Gilat created, through its Spacenet division of the United States, the Spacenet Integrated Government Solutions division to target the American defense market specifically. It recently purchased RaySat Antenna Systems LLC to bolster its portfolio of gear tailored to communications on the move, again for government and military markets. Levinberg said in an Oct. 13 statement that the RaySat and Wavestream purchases are considered “synergistic.”

“We did solid due diligence on Wavestream, and we believe their products are about the best in the industry in terms of size, weight and power,” said Joshua Levinberg, a Gilat co-founder and now a senior Gilat adviser for strategy. “They sell to the big system integrators, who in turn sell to the U.S government. This is one of the biggest deals we have ever done, and we think it is a perfect fit for our strategy.”

In an Oct. 13 conference call with investors, Amiram Levinberg and Ari Krashin, Gilat’s chief financial officer, said the acquisition would be immediately accretive to Gilat’s earnings.

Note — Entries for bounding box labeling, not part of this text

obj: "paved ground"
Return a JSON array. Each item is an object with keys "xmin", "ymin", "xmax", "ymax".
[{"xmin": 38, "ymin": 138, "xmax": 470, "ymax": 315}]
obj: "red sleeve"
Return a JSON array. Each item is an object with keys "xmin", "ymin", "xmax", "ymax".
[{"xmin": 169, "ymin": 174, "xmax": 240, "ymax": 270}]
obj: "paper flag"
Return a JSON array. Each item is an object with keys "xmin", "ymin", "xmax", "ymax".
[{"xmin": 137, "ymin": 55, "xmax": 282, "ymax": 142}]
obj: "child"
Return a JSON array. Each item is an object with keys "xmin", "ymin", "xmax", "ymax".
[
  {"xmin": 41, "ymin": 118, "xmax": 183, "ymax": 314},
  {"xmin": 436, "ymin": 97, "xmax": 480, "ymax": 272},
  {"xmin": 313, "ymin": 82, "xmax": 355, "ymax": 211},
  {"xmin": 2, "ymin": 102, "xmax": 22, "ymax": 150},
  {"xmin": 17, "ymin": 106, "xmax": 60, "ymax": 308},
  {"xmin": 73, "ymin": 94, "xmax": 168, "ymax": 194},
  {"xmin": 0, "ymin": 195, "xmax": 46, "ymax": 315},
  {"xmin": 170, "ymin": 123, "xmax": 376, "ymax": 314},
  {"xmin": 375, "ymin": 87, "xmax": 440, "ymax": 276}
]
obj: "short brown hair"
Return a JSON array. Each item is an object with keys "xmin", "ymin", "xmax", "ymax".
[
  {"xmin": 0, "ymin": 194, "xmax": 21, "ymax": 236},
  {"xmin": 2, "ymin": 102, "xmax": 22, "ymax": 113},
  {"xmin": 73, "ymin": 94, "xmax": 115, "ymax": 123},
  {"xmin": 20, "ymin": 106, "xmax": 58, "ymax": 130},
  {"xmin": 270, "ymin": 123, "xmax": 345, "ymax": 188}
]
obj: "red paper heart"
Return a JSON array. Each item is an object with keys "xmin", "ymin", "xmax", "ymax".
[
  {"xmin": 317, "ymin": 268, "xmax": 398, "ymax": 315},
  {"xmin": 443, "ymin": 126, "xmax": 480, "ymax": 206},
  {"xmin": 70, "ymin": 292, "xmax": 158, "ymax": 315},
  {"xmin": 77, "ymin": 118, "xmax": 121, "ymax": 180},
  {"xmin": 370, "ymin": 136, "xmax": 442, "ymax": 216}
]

Levinberg said the value of Wavestream lies in its ability to design solid-state power amplifiers for higher-power uses while retaining the low-volume, low-weight advantages these amplifiers have over travelling wave tube amplifiers.

Solid-state power amplifiers traditionally have been used for terminals with less than 20 watts of power, while vacuum-tube amplifiers are used for applications requiring between 200 watts and 800 watts.

“Wavestream has developed a way to make solid-state power amplifiers efficient for high-power transmissions,” Levinberg said. “These are for tens and even hundreds of watts, while retaining the compact, low-weight design.”

Levinberg said the market for high-power amplifiers is estimated at $450 million per year, with a 15 percent compound annual growth rate since 2006. Wavestream’s technology will be particularly useful as American and other armed forces move toward the use of higher-frequency radio spectrum, including Ka-band.

Wavestream products will be integrated into Gilat’s RaySat Antenna business, and Levinberg said each side should benefit from the presence of the other. Wavestream, whose business is mainly U.S.-based and military, will be able to expand into international markets, while RaySat and Gilat generally will have an easier entry into the U.S. Defense Department market thanks to Wavestream’s existing business relations.

Asked whether Gilat may have overpaid for Wavestream given the valuations of other transactions of a similar nature in recent months, Levinberg said: “We have analyzed these other transactions; we know them pretty well. If you make the comparison, Wavestream is just a better company.”

Peter B. de Selding was the Paris bureau chief for SpaceNews.